SEND & Covid: Supporting students in the months to come

Written by: Garry Freeman | Published:
Image: Adobe Stock

The return to school last month may have been particularly challenging for our students with SEND. Garry Freeman reminds us of the basic principles of supporting students’ underlying needs – which will be more crucial than ever in the months to come


Since the return to school in March, teachers, leaders and especially SENCOs will have been assessing and planning how to meet the underlying needs of their students with SEND.

Of course, these needs never go away and may well have been exacerbated during the recent lockdown.

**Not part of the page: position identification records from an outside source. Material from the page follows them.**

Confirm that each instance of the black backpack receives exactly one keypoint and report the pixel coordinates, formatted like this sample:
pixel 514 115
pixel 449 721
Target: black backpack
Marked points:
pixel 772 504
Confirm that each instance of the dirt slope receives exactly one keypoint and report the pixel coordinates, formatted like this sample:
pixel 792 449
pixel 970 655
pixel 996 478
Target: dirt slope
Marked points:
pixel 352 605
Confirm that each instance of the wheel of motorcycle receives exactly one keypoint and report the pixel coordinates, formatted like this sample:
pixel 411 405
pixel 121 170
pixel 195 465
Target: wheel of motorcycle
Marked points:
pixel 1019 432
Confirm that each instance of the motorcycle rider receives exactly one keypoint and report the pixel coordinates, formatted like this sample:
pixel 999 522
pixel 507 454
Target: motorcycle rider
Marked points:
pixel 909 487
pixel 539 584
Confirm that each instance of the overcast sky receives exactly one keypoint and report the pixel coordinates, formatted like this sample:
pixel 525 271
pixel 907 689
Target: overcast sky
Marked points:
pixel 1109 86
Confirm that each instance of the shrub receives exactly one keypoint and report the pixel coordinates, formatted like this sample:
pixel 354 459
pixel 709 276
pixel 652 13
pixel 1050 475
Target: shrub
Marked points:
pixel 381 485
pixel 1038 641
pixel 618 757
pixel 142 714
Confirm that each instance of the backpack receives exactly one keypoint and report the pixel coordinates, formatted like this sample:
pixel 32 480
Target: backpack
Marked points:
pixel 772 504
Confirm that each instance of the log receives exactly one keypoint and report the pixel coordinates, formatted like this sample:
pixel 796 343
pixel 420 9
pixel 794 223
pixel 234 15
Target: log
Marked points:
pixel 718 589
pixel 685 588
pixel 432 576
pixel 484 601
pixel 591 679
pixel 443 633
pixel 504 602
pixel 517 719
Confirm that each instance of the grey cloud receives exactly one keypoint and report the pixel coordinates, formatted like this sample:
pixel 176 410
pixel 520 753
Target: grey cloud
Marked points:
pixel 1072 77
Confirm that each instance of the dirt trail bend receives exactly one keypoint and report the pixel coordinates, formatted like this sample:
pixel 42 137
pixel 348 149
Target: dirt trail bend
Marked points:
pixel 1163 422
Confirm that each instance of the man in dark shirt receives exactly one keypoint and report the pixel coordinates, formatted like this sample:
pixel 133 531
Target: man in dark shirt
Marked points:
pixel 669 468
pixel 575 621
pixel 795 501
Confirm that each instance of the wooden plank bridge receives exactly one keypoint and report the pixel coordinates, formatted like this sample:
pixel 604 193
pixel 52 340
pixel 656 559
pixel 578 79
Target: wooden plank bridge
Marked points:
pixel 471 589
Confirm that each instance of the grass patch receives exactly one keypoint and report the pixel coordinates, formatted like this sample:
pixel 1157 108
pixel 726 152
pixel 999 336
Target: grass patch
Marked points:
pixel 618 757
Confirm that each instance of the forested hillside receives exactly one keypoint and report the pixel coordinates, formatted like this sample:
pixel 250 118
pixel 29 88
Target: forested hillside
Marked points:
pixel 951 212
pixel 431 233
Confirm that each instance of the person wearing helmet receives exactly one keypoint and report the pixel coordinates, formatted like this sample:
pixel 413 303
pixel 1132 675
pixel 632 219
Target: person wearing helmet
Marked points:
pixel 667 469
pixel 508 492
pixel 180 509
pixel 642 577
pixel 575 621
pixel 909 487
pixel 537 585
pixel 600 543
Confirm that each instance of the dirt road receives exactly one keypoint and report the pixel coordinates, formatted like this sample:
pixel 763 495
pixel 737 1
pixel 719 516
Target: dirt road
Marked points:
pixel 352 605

And this work will be on-going for some time, well into the summer term and beyond.

This article advises on how we might go about this mammoth task and includes points on de-escalation and looking at the school/learning environment (high arousal compared to low arousal) – because if pupils have been learning from home for a majority of the past year then re-adjustment will take time, particularly for SEND children.


Adjusted consistency: SEND provision in 2021

I am minded of the vast amount of advice offered by politicians and others about “catch-up”. I am minded too, thankfully, of the even greater number of column inches devoted to encouraging schools to support the mental and emotional health of our children as we return to our routines.

This is particularly important in the case of students with SEND. So many of our children will have faced multiple challenges and will continue to do so.

Furthermore, schools will no doubt continue to be disrupted by staff and student absence and by the impact of blending increasingly effective home learning with teaching based in the classroom.

All this means that reassessing how well school leaders – particularly our SENCOs – and teachers support students with underlying needs is crucial.

We should always remember, as SENCOs, school leaders and other teaching professionals, that we need to place our support, our understanding, our actions, our words, in the context of a child’s underlying needs – those they had pre-pandemic.

Some SEND students will be able to return easily to school and their transition will be smooth and successful. Others will undoubtedly struggle to adjust all over again to the returning, albeit changed, routines around school, staff and their peers.

Some will be and are frightened of what the return may mean for them in the longer term and particularly so in the case of, for example, those with SEND who are transitioning this year to another school, college, university or work placement. Many may not have placements to which they can return, experiencing disrupted learning for what seems to them to be the foreseeable future.

I will throw in at this point a hackneyed phrase that I first came across in the early 1990s: “Return to basics.”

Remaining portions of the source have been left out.